We have checked the Tomcat uc4config.xml file and it seems correct.

 

This happens since we updated to version 21.0.3, previously in version 12.6 it worked correctly.

 

Testing was done with the first AE (A) shutdown. 

When tracing the CP logs of AE B, no connection attempt to the CP is registered.

 

Subsequent testing of the AWI with tracing (xml=3 in uc4config.xml and <root level="DEBUG"> in logback.xml) shows that there is no valid certificate present for server B:

2022-12-21 11:36:53,735 pool-1-thread-1        [DEBUG] NOLOGIN/- F498433883525FF6B8D6877EBF663E6E-0  +1 [com.uc4.ecc.backends.impl.dataservice.connection.ConnectionService] - Connection to Automation Engine failed at 'serverB.mydomain.com:8443'.
java.util.concurrent.ExecutionException: java.io.IOException: Failed to connect to serverB.mydomain.com:8443
<...>
Caused by: java.io.IOException: Failed to connect to serverB.mydomain.com:8443
<...>
Caused by: java.util.concurrent.ExecutionException: javax.net.ssl.SSLHandshakeException: PKIX path building failed: sun.security.provider.certpath.SunCertPathBuilderException: unable to find valid certification path to requested target
<...>
Caused by: javax.net.ssl.SSLHandshakeException: PKIX path building failed: sun.security.provider.certpath.SunCertPathBuilderException: unable to find valid certification path to requested target

 

Just above these messages, we see the loading of the certificates in the log.
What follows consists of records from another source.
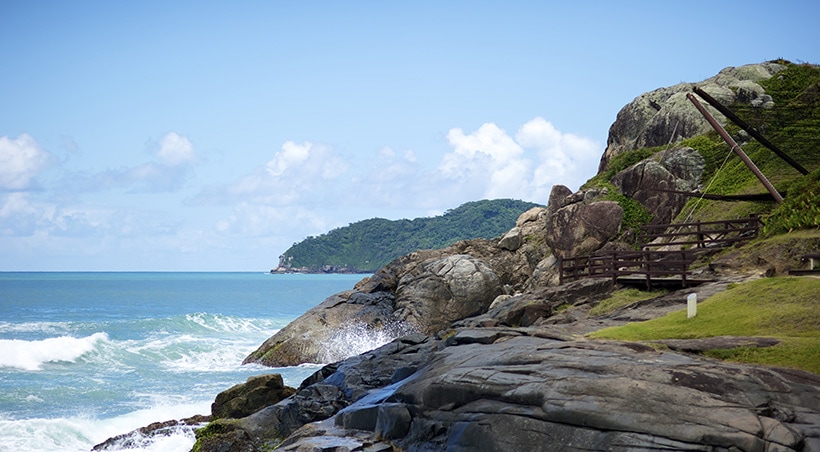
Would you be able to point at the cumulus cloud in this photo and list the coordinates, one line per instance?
(489, 163)
(20, 161)
(175, 150)
(298, 173)
(18, 217)
(176, 155)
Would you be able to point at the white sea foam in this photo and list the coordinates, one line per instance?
(31, 355)
(34, 327)
(357, 338)
(82, 433)
(230, 324)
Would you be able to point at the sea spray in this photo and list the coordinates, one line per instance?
(97, 355)
(357, 338)
(31, 355)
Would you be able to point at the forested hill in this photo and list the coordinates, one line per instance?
(365, 246)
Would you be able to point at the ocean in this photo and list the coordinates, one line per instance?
(87, 356)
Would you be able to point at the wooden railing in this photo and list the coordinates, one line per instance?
(648, 264)
(619, 265)
(701, 234)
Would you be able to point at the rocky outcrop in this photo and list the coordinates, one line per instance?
(424, 291)
(437, 292)
(527, 389)
(665, 115)
(498, 359)
(650, 180)
(244, 399)
(580, 228)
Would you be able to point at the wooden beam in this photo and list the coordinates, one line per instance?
(751, 131)
(735, 148)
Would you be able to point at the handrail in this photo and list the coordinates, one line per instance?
(655, 263)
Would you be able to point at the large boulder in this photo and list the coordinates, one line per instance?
(581, 228)
(440, 291)
(244, 399)
(306, 338)
(665, 115)
(650, 181)
(527, 389)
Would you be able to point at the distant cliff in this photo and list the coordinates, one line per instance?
(368, 245)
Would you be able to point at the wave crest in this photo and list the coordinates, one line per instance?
(31, 355)
(357, 338)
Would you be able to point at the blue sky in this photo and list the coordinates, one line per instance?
(188, 136)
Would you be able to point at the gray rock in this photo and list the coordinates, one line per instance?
(244, 399)
(652, 118)
(511, 240)
(558, 198)
(526, 389)
(679, 169)
(393, 421)
(304, 340)
(579, 229)
(439, 292)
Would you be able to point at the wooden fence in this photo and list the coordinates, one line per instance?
(630, 266)
(661, 266)
(701, 234)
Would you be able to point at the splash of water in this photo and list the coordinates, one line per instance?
(358, 337)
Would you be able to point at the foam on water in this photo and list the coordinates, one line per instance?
(81, 433)
(357, 338)
(31, 355)
(85, 357)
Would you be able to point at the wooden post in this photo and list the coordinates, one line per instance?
(560, 271)
(691, 305)
(742, 124)
(735, 148)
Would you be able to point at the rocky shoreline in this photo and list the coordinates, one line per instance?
(499, 358)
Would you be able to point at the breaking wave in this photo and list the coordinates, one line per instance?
(359, 337)
(31, 355)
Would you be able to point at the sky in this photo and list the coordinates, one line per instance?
(211, 136)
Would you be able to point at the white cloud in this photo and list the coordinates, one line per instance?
(20, 161)
(257, 220)
(488, 163)
(18, 217)
(299, 173)
(176, 150)
(292, 156)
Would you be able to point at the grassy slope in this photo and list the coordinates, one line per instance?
(787, 308)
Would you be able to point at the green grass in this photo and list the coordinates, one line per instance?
(787, 308)
(624, 298)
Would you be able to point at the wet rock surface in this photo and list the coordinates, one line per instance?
(531, 389)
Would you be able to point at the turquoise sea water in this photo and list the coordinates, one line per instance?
(86, 356)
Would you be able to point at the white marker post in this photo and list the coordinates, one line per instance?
(691, 305)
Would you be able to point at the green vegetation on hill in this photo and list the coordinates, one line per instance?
(793, 125)
(787, 308)
(368, 245)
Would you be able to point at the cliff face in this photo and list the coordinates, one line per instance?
(665, 115)
(495, 363)
(490, 352)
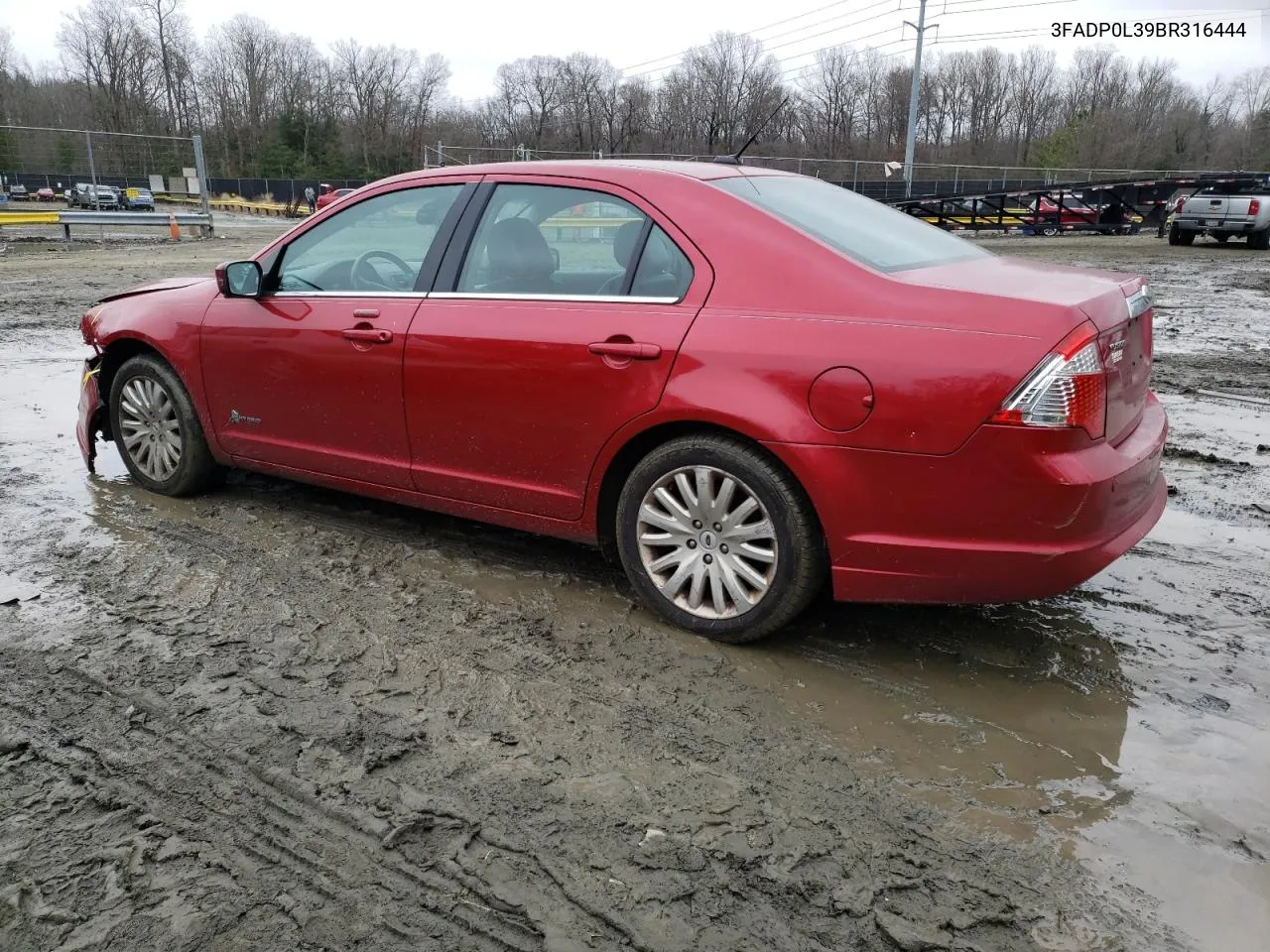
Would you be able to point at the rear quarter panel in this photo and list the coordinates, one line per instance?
(784, 308)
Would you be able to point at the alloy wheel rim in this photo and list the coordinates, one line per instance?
(706, 542)
(150, 428)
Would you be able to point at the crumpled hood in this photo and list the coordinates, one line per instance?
(162, 285)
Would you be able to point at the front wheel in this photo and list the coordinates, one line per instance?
(719, 539)
(157, 429)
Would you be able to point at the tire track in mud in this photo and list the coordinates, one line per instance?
(195, 788)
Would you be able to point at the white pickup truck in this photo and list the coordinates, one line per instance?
(1238, 207)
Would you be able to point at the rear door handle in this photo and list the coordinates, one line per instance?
(625, 350)
(368, 335)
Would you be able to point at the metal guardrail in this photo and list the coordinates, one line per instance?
(67, 218)
(157, 218)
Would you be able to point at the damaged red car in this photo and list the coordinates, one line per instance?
(743, 385)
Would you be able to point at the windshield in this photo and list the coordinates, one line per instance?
(861, 229)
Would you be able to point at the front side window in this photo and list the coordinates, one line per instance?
(861, 229)
(372, 246)
(557, 241)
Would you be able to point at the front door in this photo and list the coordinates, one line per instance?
(557, 329)
(309, 376)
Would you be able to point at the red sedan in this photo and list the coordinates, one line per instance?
(329, 195)
(742, 384)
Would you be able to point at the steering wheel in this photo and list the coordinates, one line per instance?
(362, 264)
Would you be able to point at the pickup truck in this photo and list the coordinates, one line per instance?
(1224, 209)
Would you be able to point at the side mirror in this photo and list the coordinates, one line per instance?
(240, 280)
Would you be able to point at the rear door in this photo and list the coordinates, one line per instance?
(557, 327)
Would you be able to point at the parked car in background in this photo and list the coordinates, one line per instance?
(1072, 213)
(952, 214)
(137, 199)
(1236, 208)
(742, 384)
(326, 194)
(99, 197)
(107, 198)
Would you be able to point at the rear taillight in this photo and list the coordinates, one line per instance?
(1069, 389)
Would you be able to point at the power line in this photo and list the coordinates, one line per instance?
(749, 33)
(813, 36)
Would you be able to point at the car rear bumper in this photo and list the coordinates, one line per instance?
(90, 412)
(1003, 520)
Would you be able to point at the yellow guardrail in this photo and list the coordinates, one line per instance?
(28, 218)
(235, 204)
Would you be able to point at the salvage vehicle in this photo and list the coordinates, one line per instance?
(1070, 213)
(758, 384)
(1234, 208)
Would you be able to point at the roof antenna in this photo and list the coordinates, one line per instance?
(735, 158)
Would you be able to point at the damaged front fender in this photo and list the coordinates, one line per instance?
(91, 412)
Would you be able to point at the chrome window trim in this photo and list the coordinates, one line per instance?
(420, 295)
(567, 298)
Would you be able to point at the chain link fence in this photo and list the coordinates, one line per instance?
(70, 166)
(172, 168)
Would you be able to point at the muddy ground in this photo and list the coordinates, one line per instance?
(280, 717)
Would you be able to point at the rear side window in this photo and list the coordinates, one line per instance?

Conclusion: The certificates of server A are found but no specific certificate for server B is present:

2022-12-21 11:36:53,291 pool-1-thread-1        [DEBUG] NOLOGIN/- F498433883525FF6B8D6877EBF663E6E-0  +1 [com.uc4.ecc.backends.impl.dataservice.connection.ConnectionService] - Attempting to connect to Automation Engine at 'serverB.mydomain.com:8443'...
2022-12-21 11:36:53,313 Thread-11              [TRACE] NOLOGIN/- NOUI   [com.uc4.ecc.framework.core.aetracing.AutomationEngineTraceListener] - Starting: Opening connection to serverB.mydomain.com/10.20.30.40:8443
2022-12-21 11:36:53,324 Thread-11              [TRACE] NOLOGIN/- NOUI   [com.uc4.ecc.framework.core.aetracing.AutomationEngineTraceListener] - Loading certificates from directory: '/opt/automic/certs'.
<...>
2022-12-21 11:36:53,344 Thread-11              [TRACE] NOLOGIN/- NOUI   [com.uc4.ecc.framework.core.aetracing.AutomationEngineTraceListener] - Certificate loaded from file '/opt/automic/certs/serverA.cer'.
2022-12-21 11:36:53,345 Thread-11              [TRACE] NOLOGIN/- NOUI   [com.uc4.ecc.framework.core.aetracing.AutomationEngineTraceListener] - Certificate loaded from file '/opt/automic/certs/serverA.mydomain.com.cer'.
2022-12-21 11:36:53,391 Thread-11              [TRACE] NOLOGIN/- NOUI   [com.uc4.ecc.framework.core.aetracing.AutomationEngineTraceListener] - adding 131 certificates from the default trust manager
2022-12-21 11:36:53,511 Thread-11              [TRACE] NOLOGIN/- NOUI   [com.uc4.ecc.framework.core.aetracing.AutomationEngineTraceListener] - WebSocketClient started.
2022-12-21 11:36:53,722 Thread-11              [TRACE] NOLOGIN/- NOUI   [com.uc4.ecc.framework.core.aetracing.AutomationEngineTraceListener] - WebSocketClient has no more active sessions and will shut down.
2022-12-21 11:36:53,732 Thread-11              [TRACE] NOLOGIN/- NOUI   [com.uc4.ecc.framework.core.aetracing.AutomationEngineTraceListener] - WebSocketClient stopped.
2022-12-21 11:36:53,732 pool-1-thread-1        [DEBUG] NOLOGIN/- F498433883525FF6B8D6877EBF663E6E-0  +1 [com.uc4.ecc.backends.impl.dataservice.connection.ConnectionService] - Attempt to close connection made, but parameter is null.
2022-12-21 11:36:53,735 pool-1-thread-1        [DEBUG] NOLOGIN/- F498433883525FF6B8D6877EBF663E6E-0  +1 [com.uc4.ecc.backends.impl.dataservice.connection.ConnectionService] - Connection to Automation Engine failed at 'serverB.mydomain.com:8443'.

Environment

Release : 21.0.x

Cause

When using (self-signed) certificates that are specific to each server these need to be present on all servers that need to connect.

Here the client certificate of one of the servers was not present.

Resolution

Create the client certificate for the specific server on the client side.